Starmer says he is proud of Budget as he denies misleading public

In his speech, Sir Keir defended the Budget as making “necessary” and “fair choices”.
He acknowledged that “tax rises do make life harder for people” but argued the alternatives were cutting public services, ignoring child poverty or extra borrowing.
The PM said the Budget “was a moment of personal pride”, highlighting how the decision to scrap the two-child benefit cap would lift hundreds of thousands of children out of poverty.
He also promised to push ahead with reforming the welfare system, which he said had “trapped people in poverty” and “wrote young people off as too ill to work”.
Over the summer, the government abandoned planned benefit cuts in the face of a major rebellion by Labour MPs.
Challenged over whether he could get the support of his own MPs to reform the system, Sir Keir said this was a “moral mission” and there was a “strong consensus” on the need to get young people into work.

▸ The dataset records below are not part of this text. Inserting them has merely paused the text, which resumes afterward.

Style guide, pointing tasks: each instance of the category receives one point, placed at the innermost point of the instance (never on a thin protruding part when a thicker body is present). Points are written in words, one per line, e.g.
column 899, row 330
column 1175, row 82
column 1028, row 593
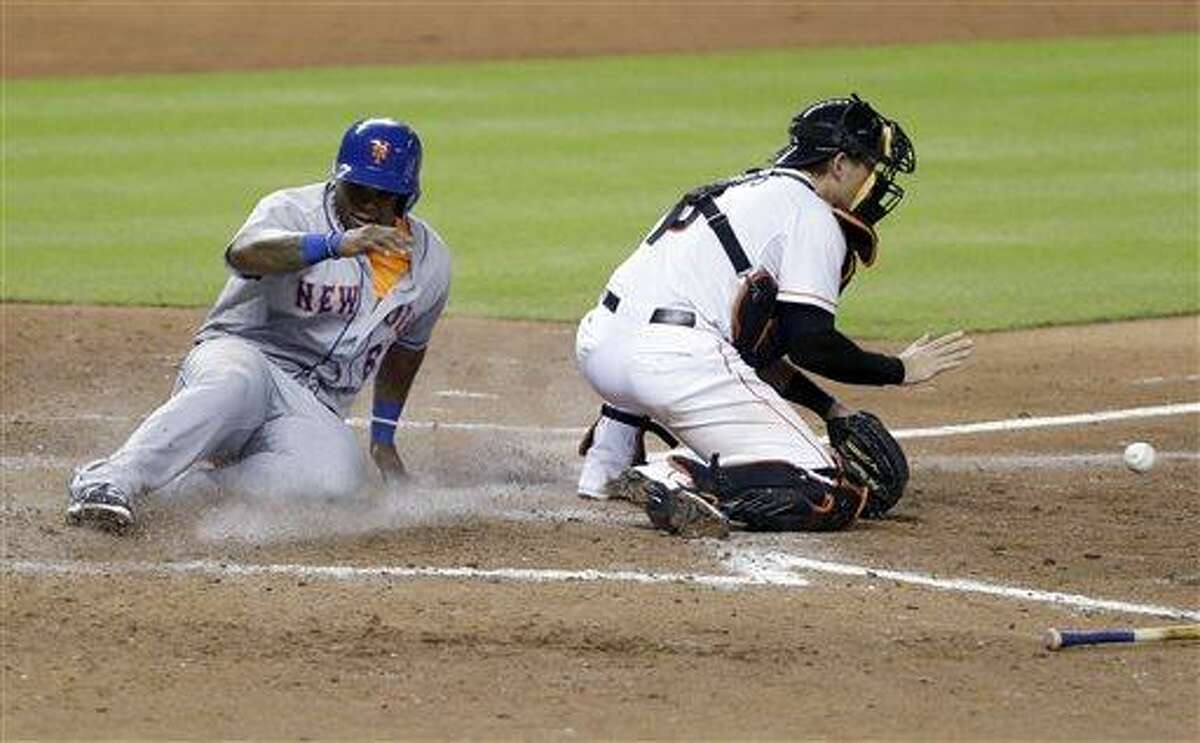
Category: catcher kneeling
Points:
column 702, row 333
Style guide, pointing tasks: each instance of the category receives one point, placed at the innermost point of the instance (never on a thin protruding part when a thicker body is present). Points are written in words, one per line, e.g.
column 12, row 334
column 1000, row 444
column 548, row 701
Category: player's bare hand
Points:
column 376, row 238
column 927, row 358
column 390, row 466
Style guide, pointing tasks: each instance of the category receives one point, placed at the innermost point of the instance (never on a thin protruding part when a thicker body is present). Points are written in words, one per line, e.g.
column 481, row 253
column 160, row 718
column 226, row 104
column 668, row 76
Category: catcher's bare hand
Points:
column 925, row 358
column 390, row 466
column 376, row 238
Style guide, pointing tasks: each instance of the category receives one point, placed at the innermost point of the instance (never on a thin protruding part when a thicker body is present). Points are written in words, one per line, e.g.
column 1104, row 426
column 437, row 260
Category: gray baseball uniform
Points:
column 277, row 364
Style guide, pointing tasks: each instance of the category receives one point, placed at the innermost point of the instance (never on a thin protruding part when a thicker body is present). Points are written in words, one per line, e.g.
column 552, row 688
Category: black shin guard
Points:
column 775, row 496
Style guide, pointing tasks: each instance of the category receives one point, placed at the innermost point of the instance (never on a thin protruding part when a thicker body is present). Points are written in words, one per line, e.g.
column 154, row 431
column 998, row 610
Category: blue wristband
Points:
column 384, row 417
column 316, row 247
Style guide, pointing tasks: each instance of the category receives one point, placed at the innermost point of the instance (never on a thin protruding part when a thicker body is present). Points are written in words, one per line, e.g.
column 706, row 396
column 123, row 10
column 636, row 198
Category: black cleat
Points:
column 683, row 513
column 101, row 507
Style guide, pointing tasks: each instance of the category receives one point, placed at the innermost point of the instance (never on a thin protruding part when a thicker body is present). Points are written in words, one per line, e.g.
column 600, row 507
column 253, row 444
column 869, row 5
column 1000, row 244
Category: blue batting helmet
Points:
column 383, row 154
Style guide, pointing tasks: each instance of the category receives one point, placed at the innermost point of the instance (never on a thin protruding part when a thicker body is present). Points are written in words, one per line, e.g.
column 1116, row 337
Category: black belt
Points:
column 663, row 316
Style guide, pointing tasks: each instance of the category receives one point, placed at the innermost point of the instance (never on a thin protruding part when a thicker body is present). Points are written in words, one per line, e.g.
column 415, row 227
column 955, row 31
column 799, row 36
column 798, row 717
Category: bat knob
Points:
column 1053, row 640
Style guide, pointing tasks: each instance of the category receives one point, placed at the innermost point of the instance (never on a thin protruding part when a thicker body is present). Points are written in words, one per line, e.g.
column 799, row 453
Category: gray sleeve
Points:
column 417, row 335
column 275, row 215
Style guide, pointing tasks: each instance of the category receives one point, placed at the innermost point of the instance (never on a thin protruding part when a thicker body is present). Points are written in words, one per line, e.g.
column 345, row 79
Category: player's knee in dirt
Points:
column 231, row 365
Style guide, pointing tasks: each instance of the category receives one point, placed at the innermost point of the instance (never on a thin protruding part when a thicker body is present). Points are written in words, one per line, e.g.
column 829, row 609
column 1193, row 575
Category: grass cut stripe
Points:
column 1057, row 180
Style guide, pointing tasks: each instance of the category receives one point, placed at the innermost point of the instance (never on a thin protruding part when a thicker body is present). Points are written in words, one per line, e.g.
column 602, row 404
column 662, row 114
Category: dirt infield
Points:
column 102, row 37
column 174, row 635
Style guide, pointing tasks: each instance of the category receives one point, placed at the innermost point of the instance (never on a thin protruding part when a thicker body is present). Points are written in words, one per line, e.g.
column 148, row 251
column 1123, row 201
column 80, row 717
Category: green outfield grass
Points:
column 1057, row 180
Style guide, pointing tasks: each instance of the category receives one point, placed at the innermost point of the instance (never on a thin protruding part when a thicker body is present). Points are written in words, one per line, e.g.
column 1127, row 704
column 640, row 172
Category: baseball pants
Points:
column 693, row 382
column 268, row 433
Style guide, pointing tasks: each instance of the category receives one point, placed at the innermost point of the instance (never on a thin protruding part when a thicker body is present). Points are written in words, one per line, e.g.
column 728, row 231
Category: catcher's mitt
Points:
column 871, row 457
column 754, row 321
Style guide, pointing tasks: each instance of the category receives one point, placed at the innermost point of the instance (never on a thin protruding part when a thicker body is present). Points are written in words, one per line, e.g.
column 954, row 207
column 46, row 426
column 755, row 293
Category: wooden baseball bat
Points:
column 1057, row 639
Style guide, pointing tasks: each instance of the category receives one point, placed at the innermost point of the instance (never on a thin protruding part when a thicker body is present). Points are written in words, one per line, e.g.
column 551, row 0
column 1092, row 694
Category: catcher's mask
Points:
column 852, row 126
column 382, row 154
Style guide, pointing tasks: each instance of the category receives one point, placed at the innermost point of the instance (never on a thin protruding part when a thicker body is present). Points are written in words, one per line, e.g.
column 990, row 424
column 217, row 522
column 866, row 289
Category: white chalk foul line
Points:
column 988, row 426
column 774, row 569
column 775, row 563
column 384, row 573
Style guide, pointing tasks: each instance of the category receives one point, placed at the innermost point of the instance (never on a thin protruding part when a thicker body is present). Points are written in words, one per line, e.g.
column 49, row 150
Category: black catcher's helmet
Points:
column 852, row 126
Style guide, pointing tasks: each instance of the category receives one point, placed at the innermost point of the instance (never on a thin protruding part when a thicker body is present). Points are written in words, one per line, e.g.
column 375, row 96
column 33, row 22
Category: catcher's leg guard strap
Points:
column 642, row 423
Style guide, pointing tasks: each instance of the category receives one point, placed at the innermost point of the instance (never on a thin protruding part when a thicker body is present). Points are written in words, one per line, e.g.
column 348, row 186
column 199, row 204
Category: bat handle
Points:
column 1056, row 639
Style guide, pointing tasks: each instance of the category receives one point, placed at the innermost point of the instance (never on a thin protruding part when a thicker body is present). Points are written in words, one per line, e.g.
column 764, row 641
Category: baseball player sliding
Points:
column 705, row 328
column 334, row 283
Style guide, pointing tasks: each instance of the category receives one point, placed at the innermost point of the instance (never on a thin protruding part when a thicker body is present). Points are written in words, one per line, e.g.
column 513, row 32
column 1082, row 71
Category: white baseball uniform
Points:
column 277, row 364
column 690, row 378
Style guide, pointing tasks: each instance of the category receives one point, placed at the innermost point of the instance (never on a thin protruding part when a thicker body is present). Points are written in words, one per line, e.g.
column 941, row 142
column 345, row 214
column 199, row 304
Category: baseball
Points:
column 1139, row 456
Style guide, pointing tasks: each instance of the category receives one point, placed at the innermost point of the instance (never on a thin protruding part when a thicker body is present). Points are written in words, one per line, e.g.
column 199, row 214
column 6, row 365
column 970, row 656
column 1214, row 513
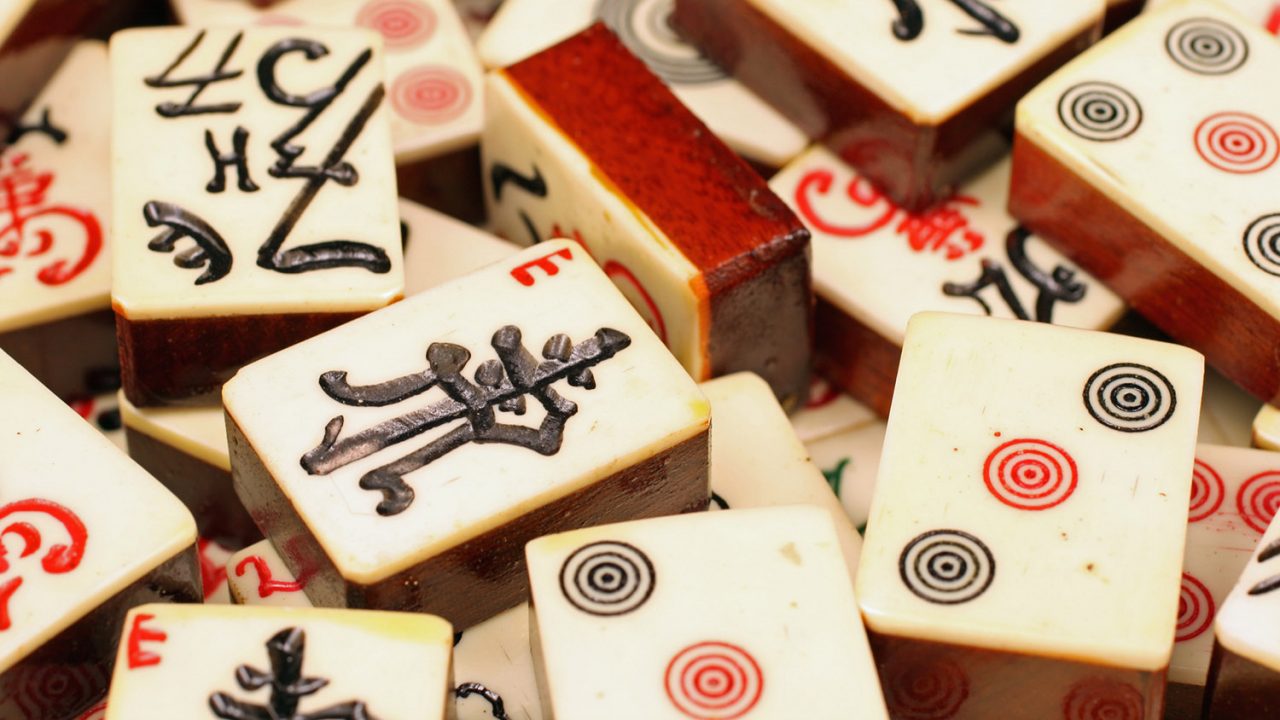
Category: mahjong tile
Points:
column 758, row 461
column 186, row 450
column 327, row 456
column 55, row 268
column 280, row 662
column 720, row 615
column 1033, row 483
column 732, row 112
column 87, row 534
column 912, row 92
column 1244, row 677
column 1150, row 160
column 1234, row 496
column 438, row 247
column 257, row 575
column 713, row 260
column 876, row 265
column 254, row 199
column 433, row 76
column 827, row 411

He did not give further details about potential reforms, saying two ongoing reviews into “Neets” – 16-24-year-olds who are not in education, employment or training – and another on health and disability benefits needed to “complete their course”.
The prime minister also insisted the Budget would boost economic growth, despite the OBR concluding that not a single measure it included would change the watchdog’s growth forecast for the next five years.
Sir Keir said he was “confident we can beat the forecasts”, after the OBR predicted the economy would grow at a slower rate than previously expected from next year.
He vowed to cut “unnecessary red-tape” and regulations to get the country building.
Meanwhile, he said the Brexit deal had “significantly hurt our economy” and promised to “keep moving towards a closer relationship with the EU”.
However, Lib Dem leader Sir Ed Davey said: “Keir Starmer’s speech talked about boosting growth but he is refusing to do the single biggest thing to achieve that – fixing our trade with the EU through a new customs union.”